Do lado brasileiro, Lula disse que a Itália não se opunha ao tratado e que as resistências decorriam da pressão de agricultores locais. O presidente, no entanto, demonstrou confiança de que o país deveria aderir ao acordo.

Meloni dizia que a distribuição de verbas para a agricultura na União Europeia estava prejudicando a Itália e que, então, ela estava com problemas com os produtores agrícolas, de modo que não poderia assinar o acordo neste momento

— relatou o presidente.

Lula se reuniu neste domingo (17) com a primeira-ministra da Itália, Giorgia Meloni — Foto: Eraldo Peres/AP

O presidente francês, Emmanuel Macron, afirmou em comunicado nesta quinta-feira (8) que a França votará contra o acordo entre a União Europeia e o Mercosul.

A declaração de Macron reforça a França como o principal foco de resistência ao avanço do acordo. Ao lado do país, também se posicionam outros membros do bloco europeu, como Irlanda, Hungria e Polônia.

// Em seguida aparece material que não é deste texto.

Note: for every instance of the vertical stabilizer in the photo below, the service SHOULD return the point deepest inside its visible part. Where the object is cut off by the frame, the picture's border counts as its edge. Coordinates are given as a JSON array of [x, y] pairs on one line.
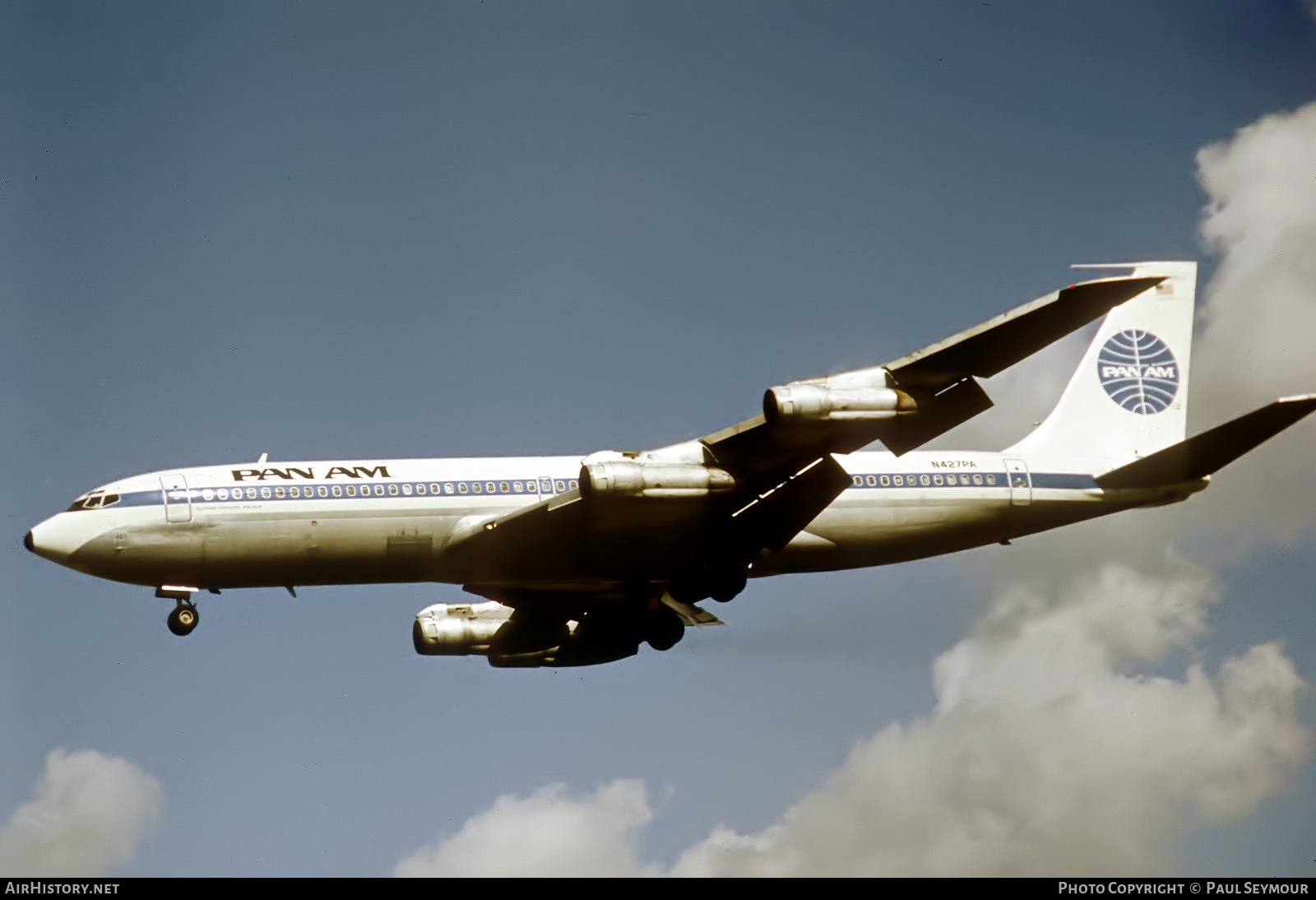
[[1129, 397]]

Entre produtores rurais da França, o acordo com o Mercosul é visto como uma ameaça, diante do receio de concorrência com produtos latino-americanos mais baratos e submetidos a padrões ambientais diferentes dos exigidos pela UE.

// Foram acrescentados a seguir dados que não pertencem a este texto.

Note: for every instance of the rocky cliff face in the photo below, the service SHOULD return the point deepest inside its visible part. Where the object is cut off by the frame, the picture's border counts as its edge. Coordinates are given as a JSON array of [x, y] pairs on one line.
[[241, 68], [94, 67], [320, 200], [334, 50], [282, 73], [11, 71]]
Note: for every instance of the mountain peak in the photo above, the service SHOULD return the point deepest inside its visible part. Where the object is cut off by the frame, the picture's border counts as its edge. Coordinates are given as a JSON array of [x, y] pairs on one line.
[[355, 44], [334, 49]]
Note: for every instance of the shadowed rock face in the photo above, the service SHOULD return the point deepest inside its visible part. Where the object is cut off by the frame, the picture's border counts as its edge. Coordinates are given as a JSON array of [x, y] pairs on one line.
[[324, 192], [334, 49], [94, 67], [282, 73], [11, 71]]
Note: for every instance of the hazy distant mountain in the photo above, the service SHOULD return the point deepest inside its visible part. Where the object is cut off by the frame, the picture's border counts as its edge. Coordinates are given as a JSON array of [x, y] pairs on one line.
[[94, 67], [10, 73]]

O governo francês decretou nesta quarta-feira (7) a suspensão temporária das importações de alguns produtos agrícolas, em especial os provenientes da América do Sul tratados com agrotóxicos proibidos no bloco europeu.

A medida, que entrou em vigor no dia seguinte e terá duração de um ano, ainda depende de aval da Comissão Europeia.

Emmanuel Macron durante evento de líderes da União Europeia em 15 de dezembro de 2023 — Foto: Johanna Geron/REUTERS

Na outra ponta do debate, Alemanha e Espanha mantêm apoio firme ao avanço do tratado. O chanceler alemão, Friedrich Merz, e o primeiro-ministro espanhol, Pedro Sánchez, defendem que a União Europeia leve adiante o acordo firmado.

Para esses governos, o pacto pode ajudar a mitigar os efeitos das tarifas impostas pelos Estados Unidos a produtos europeus e, ao mesmo tempo, reduzir a dependência do bloco em relação à China, ao ampliar o acesso a minerais estratégicos e a novos mercados.

Embora a resistência se concentre no agronegócio, o tratado vai além da área agrícola e inclui regras para indústria, serviços, investimentos e propriedade intelectual, o que explica o apoio de outros setores econômicos.